Funny, Exciting Fiction You Can Take a Relaxing Break With

What Would You Do If You Looked in a Box and Found ... ANYTHING?

Testx Testy
Fred Jones was standing on the sidewalk waiting for a bus. He saw an airplane over head, looked up, and when he looked back down, there was an odd-looking dude pulling on his lapel.

"Hey," he said. "Lay off my lapel."

"Don't worry," said the odd-looking dude. "I was just checking to see if you could get a Cloissone pin on there."

"A what?"

"A cloissone pin."

"What in the world is that?"

"It's a kind of pin."

"You say it with such a like, flourish."

"I know, well, that's, it's just how I speak. It's neither here nor there. And there isn't much time."

Fred blinked.

"I need your help. I need you to put this pin on your lapel and then get yourself to the Central Playground in Madison."

"Uhh ... Wisconsin, right?" said Fred.

"Yes, exactly. Have you been there?"

"No, never."

"Where are you from?"

Fred furrowed his brow a little. "California?" he asked skeptically. "I've lived here all my life."

"Okay," said the dude. "Well look, what types of commitments do you have for the next week or so? You're a good candidate, but we can use Lewis Carnelian if absolutely necessary."

Fred took a thing out of his pocket. It was a day planner. Fred was neither a Luddite nor an early adopter. He liked electronic gadgetry as much as the next guy, but his fancy smartphone had been in the shop so he had brought his fake-leather-covered, spiral day planner. He thumbed through it.

"I got nothin," he said finally.

"No job?"

"I have - it's too complicated to explain. I do need money," he said.

"Well okay then," said the dude. Fred noticed he was wearing a paisley bandana. Up until now, it had been covered by his collar. "There will be money to be had."

Fred made some gestures in air with his pointer. "That sounded a bit ... conditional."

"Don't worry," said the dude. "You're perfect. Just the kind of free agent we wanted. Will you accept?"

"Just go to Madison with a pin?"

"That's right."

"I need to fly there on a plane or something."

"Your expenses will be paid."

Fred blinked again. "It doesn't sound difficult. What about ethics? Anything I should know?"

"See," said the dude, "this is why we like you. I didn't even have to prompt you to ask about ethics. That's pretty rare today."

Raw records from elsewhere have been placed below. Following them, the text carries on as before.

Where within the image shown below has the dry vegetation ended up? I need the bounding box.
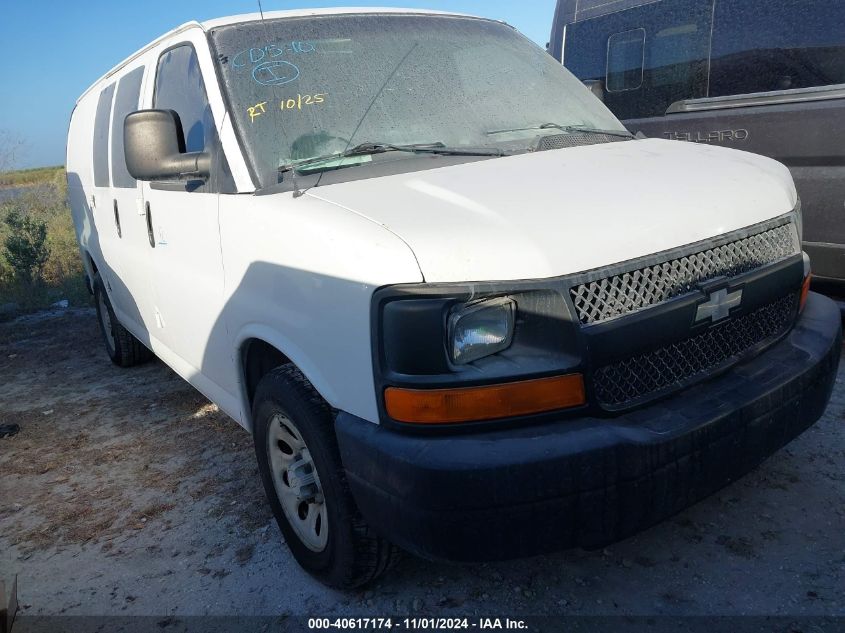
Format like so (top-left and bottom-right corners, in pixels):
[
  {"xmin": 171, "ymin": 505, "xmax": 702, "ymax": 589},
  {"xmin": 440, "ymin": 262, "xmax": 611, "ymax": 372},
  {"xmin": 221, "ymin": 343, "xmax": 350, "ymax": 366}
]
[{"xmin": 0, "ymin": 167, "xmax": 89, "ymax": 318}]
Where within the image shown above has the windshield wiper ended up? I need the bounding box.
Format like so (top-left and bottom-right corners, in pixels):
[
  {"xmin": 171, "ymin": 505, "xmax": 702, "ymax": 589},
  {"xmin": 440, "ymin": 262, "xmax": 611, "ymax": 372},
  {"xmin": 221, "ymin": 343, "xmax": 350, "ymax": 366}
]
[
  {"xmin": 487, "ymin": 123, "xmax": 636, "ymax": 138},
  {"xmin": 279, "ymin": 142, "xmax": 507, "ymax": 174}
]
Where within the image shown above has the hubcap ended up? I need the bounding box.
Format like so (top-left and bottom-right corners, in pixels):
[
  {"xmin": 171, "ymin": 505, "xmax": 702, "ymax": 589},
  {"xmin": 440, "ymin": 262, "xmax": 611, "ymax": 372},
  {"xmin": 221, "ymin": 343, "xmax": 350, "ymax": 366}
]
[
  {"xmin": 267, "ymin": 415, "xmax": 329, "ymax": 552},
  {"xmin": 97, "ymin": 292, "xmax": 115, "ymax": 353}
]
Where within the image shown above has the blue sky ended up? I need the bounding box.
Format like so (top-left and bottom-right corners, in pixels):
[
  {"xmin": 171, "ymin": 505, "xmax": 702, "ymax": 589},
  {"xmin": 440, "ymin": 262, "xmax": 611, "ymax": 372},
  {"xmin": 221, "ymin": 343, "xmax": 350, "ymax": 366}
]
[{"xmin": 0, "ymin": 0, "xmax": 555, "ymax": 167}]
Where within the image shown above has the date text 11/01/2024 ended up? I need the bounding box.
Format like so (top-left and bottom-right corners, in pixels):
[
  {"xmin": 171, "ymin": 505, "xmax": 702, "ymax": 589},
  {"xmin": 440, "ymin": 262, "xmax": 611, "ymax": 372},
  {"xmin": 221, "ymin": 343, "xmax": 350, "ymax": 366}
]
[
  {"xmin": 246, "ymin": 93, "xmax": 326, "ymax": 123},
  {"xmin": 308, "ymin": 617, "xmax": 528, "ymax": 631}
]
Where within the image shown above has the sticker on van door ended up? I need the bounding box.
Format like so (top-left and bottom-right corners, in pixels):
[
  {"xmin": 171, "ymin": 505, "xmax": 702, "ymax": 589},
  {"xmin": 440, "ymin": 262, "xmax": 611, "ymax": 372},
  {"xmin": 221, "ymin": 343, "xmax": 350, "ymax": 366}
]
[{"xmin": 663, "ymin": 129, "xmax": 750, "ymax": 143}]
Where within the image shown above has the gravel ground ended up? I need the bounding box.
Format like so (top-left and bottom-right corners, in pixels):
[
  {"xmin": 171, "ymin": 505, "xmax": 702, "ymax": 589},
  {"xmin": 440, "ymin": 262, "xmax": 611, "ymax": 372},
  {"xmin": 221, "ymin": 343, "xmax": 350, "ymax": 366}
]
[{"xmin": 0, "ymin": 310, "xmax": 845, "ymax": 616}]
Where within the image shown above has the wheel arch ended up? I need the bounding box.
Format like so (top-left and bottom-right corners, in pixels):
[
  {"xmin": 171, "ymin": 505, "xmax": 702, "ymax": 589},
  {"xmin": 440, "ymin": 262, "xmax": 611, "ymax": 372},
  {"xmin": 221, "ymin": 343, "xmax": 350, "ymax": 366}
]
[{"xmin": 237, "ymin": 328, "xmax": 336, "ymax": 430}]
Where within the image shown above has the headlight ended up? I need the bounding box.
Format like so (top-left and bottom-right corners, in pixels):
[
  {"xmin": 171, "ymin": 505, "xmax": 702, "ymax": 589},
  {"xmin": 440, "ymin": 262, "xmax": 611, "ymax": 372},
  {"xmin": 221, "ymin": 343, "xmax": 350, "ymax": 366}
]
[{"xmin": 448, "ymin": 298, "xmax": 516, "ymax": 365}]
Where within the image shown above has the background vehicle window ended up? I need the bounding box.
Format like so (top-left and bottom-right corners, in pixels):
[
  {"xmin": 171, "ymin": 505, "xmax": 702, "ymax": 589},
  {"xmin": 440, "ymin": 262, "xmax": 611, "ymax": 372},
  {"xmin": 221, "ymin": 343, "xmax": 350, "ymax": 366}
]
[
  {"xmin": 564, "ymin": 0, "xmax": 713, "ymax": 119},
  {"xmin": 94, "ymin": 84, "xmax": 114, "ymax": 187},
  {"xmin": 607, "ymin": 29, "xmax": 645, "ymax": 92},
  {"xmin": 710, "ymin": 0, "xmax": 845, "ymax": 97},
  {"xmin": 111, "ymin": 66, "xmax": 144, "ymax": 189}
]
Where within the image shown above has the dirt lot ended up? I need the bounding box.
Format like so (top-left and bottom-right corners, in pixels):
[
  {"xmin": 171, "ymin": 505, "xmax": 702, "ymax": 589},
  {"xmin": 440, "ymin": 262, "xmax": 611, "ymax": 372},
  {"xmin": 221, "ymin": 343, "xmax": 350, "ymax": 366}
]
[{"xmin": 0, "ymin": 310, "xmax": 845, "ymax": 616}]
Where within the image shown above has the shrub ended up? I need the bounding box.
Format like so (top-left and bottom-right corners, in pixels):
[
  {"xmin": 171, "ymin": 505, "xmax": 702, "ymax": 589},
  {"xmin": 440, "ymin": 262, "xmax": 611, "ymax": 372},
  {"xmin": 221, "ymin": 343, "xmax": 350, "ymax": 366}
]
[{"xmin": 3, "ymin": 208, "xmax": 50, "ymax": 296}]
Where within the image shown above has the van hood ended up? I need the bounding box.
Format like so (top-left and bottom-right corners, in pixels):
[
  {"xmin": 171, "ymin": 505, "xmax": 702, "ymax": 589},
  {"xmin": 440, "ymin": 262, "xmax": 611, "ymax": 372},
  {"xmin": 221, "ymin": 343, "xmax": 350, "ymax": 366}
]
[{"xmin": 307, "ymin": 139, "xmax": 797, "ymax": 282}]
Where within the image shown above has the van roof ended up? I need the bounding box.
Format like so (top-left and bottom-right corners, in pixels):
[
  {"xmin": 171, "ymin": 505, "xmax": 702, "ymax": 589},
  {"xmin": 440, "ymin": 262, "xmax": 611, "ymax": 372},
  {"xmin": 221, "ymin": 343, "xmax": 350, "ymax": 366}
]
[{"xmin": 76, "ymin": 7, "xmax": 475, "ymax": 104}]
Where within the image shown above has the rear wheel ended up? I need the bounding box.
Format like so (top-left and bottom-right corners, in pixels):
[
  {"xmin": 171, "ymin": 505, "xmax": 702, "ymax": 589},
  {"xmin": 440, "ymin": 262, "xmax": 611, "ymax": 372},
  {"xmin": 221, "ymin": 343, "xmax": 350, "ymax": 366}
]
[
  {"xmin": 253, "ymin": 365, "xmax": 398, "ymax": 589},
  {"xmin": 94, "ymin": 275, "xmax": 153, "ymax": 367}
]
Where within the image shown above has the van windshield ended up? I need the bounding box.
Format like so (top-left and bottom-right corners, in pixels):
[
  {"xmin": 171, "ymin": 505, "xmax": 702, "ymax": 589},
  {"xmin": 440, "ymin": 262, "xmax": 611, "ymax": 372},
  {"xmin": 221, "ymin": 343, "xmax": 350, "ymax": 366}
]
[{"xmin": 211, "ymin": 13, "xmax": 625, "ymax": 187}]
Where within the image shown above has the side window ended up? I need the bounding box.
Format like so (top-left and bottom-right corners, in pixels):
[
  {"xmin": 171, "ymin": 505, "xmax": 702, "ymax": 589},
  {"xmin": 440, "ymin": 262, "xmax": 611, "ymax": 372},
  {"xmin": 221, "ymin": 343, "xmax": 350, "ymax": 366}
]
[
  {"xmin": 607, "ymin": 29, "xmax": 645, "ymax": 92},
  {"xmin": 154, "ymin": 45, "xmax": 216, "ymax": 152},
  {"xmin": 111, "ymin": 66, "xmax": 144, "ymax": 189},
  {"xmin": 152, "ymin": 44, "xmax": 235, "ymax": 193},
  {"xmin": 710, "ymin": 0, "xmax": 845, "ymax": 97},
  {"xmin": 94, "ymin": 84, "xmax": 114, "ymax": 187}
]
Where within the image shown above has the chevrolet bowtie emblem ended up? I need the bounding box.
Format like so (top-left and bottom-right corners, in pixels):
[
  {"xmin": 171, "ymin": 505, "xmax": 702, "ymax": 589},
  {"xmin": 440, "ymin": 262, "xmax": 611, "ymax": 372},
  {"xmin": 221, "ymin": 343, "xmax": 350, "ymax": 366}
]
[{"xmin": 695, "ymin": 289, "xmax": 742, "ymax": 323}]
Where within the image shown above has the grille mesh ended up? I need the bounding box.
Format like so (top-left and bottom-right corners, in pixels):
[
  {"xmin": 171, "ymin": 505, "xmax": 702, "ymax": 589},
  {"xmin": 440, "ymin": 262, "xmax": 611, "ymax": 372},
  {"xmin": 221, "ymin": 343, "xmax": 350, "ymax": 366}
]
[
  {"xmin": 570, "ymin": 224, "xmax": 798, "ymax": 324},
  {"xmin": 537, "ymin": 134, "xmax": 628, "ymax": 152},
  {"xmin": 593, "ymin": 294, "xmax": 798, "ymax": 408}
]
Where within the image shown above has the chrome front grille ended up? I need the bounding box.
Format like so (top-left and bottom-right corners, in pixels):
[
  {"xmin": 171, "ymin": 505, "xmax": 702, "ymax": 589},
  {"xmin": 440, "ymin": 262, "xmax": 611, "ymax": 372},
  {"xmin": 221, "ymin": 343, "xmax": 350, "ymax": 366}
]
[
  {"xmin": 570, "ymin": 223, "xmax": 801, "ymax": 324},
  {"xmin": 593, "ymin": 293, "xmax": 798, "ymax": 409}
]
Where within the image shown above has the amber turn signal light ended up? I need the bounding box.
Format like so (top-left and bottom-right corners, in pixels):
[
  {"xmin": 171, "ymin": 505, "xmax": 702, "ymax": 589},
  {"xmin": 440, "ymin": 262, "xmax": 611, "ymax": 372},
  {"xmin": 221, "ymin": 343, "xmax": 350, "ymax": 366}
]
[
  {"xmin": 384, "ymin": 374, "xmax": 587, "ymax": 424},
  {"xmin": 798, "ymin": 274, "xmax": 813, "ymax": 312}
]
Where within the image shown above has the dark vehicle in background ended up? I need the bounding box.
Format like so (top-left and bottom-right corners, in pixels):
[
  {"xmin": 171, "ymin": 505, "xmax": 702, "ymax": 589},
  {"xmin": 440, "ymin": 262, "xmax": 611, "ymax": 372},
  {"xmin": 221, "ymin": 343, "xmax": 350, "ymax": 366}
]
[{"xmin": 549, "ymin": 0, "xmax": 845, "ymax": 286}]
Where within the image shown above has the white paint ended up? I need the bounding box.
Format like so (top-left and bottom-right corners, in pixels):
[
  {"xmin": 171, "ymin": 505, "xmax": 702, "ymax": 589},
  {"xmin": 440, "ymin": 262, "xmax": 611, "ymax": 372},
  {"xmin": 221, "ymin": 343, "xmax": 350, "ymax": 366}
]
[{"xmin": 67, "ymin": 9, "xmax": 796, "ymax": 427}]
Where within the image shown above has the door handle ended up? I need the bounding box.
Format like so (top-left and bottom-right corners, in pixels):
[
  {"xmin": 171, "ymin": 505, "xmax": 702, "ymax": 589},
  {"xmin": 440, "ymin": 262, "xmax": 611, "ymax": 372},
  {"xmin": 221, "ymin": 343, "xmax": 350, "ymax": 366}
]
[
  {"xmin": 145, "ymin": 202, "xmax": 155, "ymax": 248},
  {"xmin": 114, "ymin": 200, "xmax": 123, "ymax": 238}
]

Fred got a steely-eyed look. "You haven't answered my question."

The dude clapped his hands!

"Love it!" he said.

"You haven't answered my question," repeated Fred.

"You're our star," said the dude. "I KNEW you were the right choice."

"Why does it seem like the more I insist, the more you hedge?"

"I got you," the dude said seriously. "You have my word there is no ethical issue with this delivery."

Fred looked concerned.

"Well, okay," he said. The dude instantly reached into his pocket and pulled out what looked like a small, white jewelry box. He lifted the lid. There was a small Cloissone pin inside with a cryptic insignia looking like a funky arrow that bent around on itself.

"Go on," said the dude. "Put it on."

"Errrr," said Fred. "Well, all right." Fred took the Cloissone pin and stuck it to his lapel.

"There's only one catch," said the dude.

"Pfft," Fred said. "NOW you tell me!"

"It's an aspect generator. Every hour, the pin will fire, and you will be joined by a ... something. It could be a person, place, thing or idea. It will be there, right with you."

Fred looked confused.

"Well, we're coming up on the hour right now so I can demonstrate for you. Just hold on for about a minute and a half."

Fred had a look of consternation on his face but he sat tight for ninety seconds.

"And three," said the dude. "two, one."

George Francis Train popped into existence on the sidewalk and he looked none too pleased!